Le progrès et le Progrès
Tout être, dans la mesure même de son imperfection, est gros d’un progrès possible. S’il est inanimé, ses progrès requièrent un intervenant extérieur. S’il est vivant, il progresse spontanément: le bouton de rose aspire plus que tout à devenir une fleur épanouie. Soulignons que le progrès de la rose est limité, sans même parler des impondérables météorologiques, par sa nature même: une rose ne peut être plus rose que les roses; aucun arbre ne va jusqu’au ciel, à part le chêne de Booz endormi.
Tout au contraire, le Progrès – avec une majuscule et toujours au singulier –, est illimité. Ce n’est pas le progrès de ceci ou de cela. C’est le progrès en soi. Pour ceux qui y croient, c’est un mouvement d’ensemble engagé dès les débuts du monde, un flux inarrêtable qui emporte la société, l’humanité, le cosmos tout entier vers son accomplissement. Le mouvement peut ralentir, subir des contrecoups, voire des retours en arrière, mais la direction générale, donnée dès l’origine et une fois pour toutes, ne change pas. Et cette direction est bonne: demain sera nécessairement mieux qu’aujourd’hui, même si cela ne saute pas immédiatement aux yeux.
Cette foi dans une amélioration continue du monde provient peut-être du sentiment de maîtrise croissante que nous inspirent les progrès techniques, peut-être aussi du désir obscur de se débarrasser d’un présent insatisfaisant que nous ne saisissons plus, peut-être enfin, plus profondément, d’un souvenir laïcisé de la conception chrétienne, linéaire, de l’histoire du salut des peuples.
Sous la houle incessante du Progrès, tout est toujours provisoire, précaire, changeant. L’être résistant cède la place au devenir fluide, la stabilité au mouvement, l’enracinement à la glissade, la réflexion au rabâchage militant, le débat contradictoire à la dénonciation des fake news, la liberté à la conformité. Les rythmes naturels s’accélèrent au rythme frénétique du Progrès. Sous leur apparence de permanence et de solidité, les doctrines, les institutions, les définitions mêmes ne sont que des illusions paresseuses qui nous empêchent de reconnaître l’immense écoulement de toute chose. L’expérience ne nous est d’aucune utilité. Le passé a fait son temps. L’histoire n’est qu’un réservoir d’anecdotes sans signification pour l’avenir.
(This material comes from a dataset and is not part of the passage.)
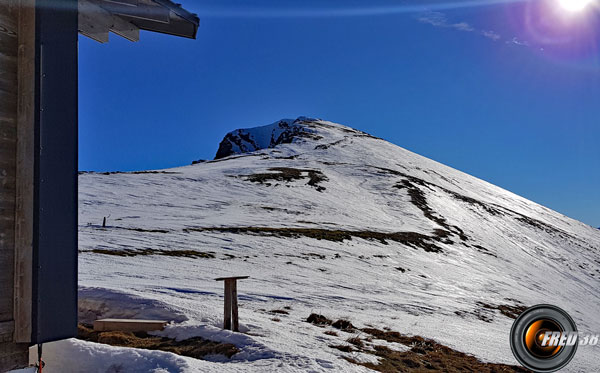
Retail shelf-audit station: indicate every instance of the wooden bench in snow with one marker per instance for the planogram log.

Puisque le Progrès nous est imposé et qu’on y va de toute façon, nos paroles et nos actes perdent leurs raisons d’être. Ils ne font qu’accompagner symboliquement une Histoire qui n’a pas besoin de nous pour se faire. Dès lors, dire et faire n’importe quoi, porté par une émotion plus ou moins prophétique, par le désir de faire son numéro ou pour se placer en vue des prochaines élections, n’est pas grave, même en politique. D’où ces propositions progressistes ouvertement irresponsables sur le désarmement de la police, la suppression de l’armée, la légalisation de toutes les drogues, le passage à la semaine de 38 heures ou l’impossibilité métaphysique d’un racisme à l’égard des Blancs.
Au-delà de ces absurdités périphériques, quelle est la fin finale du Progrès? Quel est le but ultime qui inspire les discours et les actions des progressistes, la Cause qu’ils se sont choisie et qui promet de faire le bonheur de l’humanité?
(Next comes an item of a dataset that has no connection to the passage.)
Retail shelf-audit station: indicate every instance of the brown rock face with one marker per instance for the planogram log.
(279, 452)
Au siècle dernier, ce fut la société communiste, sans classes, sinon sans nomenklatura, ou le Reich de mille ans, sous la conduite d’une race supérieure venue du Nord. Aujourd’hui, c’est le jardin transhumaniste des futurs immortels cryogénisés ou le champ de ruines intersectionnelles du wokisme. Pour la gauche actuelle, le Progrès irait plutôt du côté de la cité administrative universelle avec sa rationalité, son pouvoir centralisé et ses caméras omniprésentes.
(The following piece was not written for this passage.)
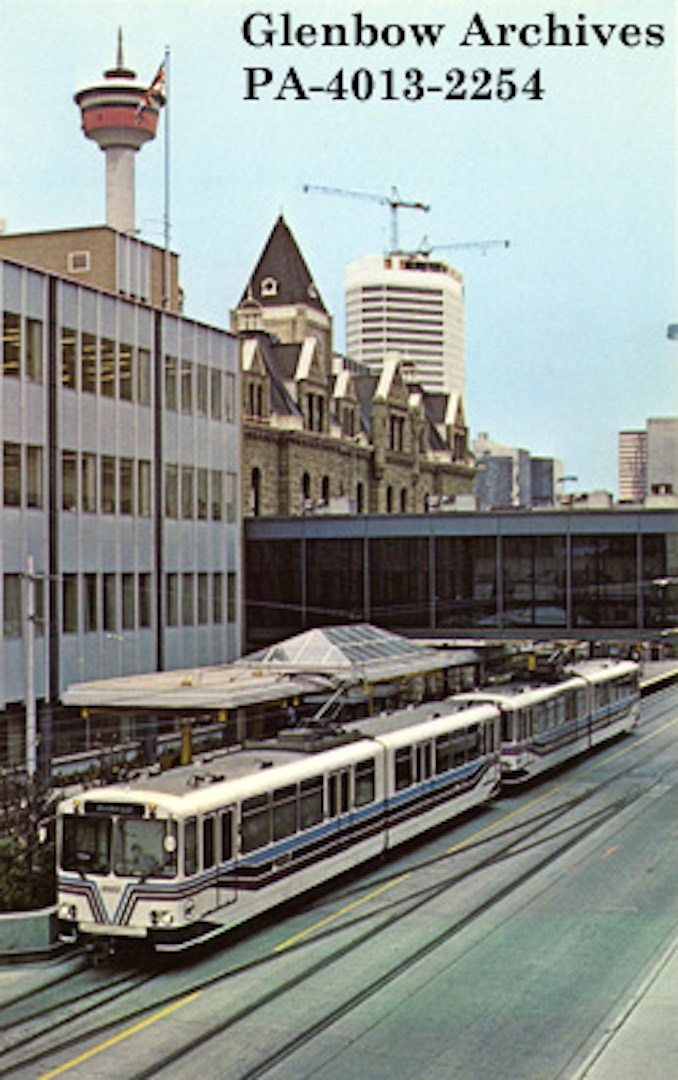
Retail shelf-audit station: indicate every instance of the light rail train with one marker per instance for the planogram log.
(181, 855)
Ce qui est sûr, c’est que, quel que soit le Progrès imaginé, il bafoue les libertés individuelles et collectives, casse les souverainetés protectrices, mine les institutions traditionnelles, rejette les cultures particulières. Mais comme c’est le Progrès, ce ne sont que des «accidents de l’Histoire»!
Les progressistes peinent à prouver que le Progrès est un progrès.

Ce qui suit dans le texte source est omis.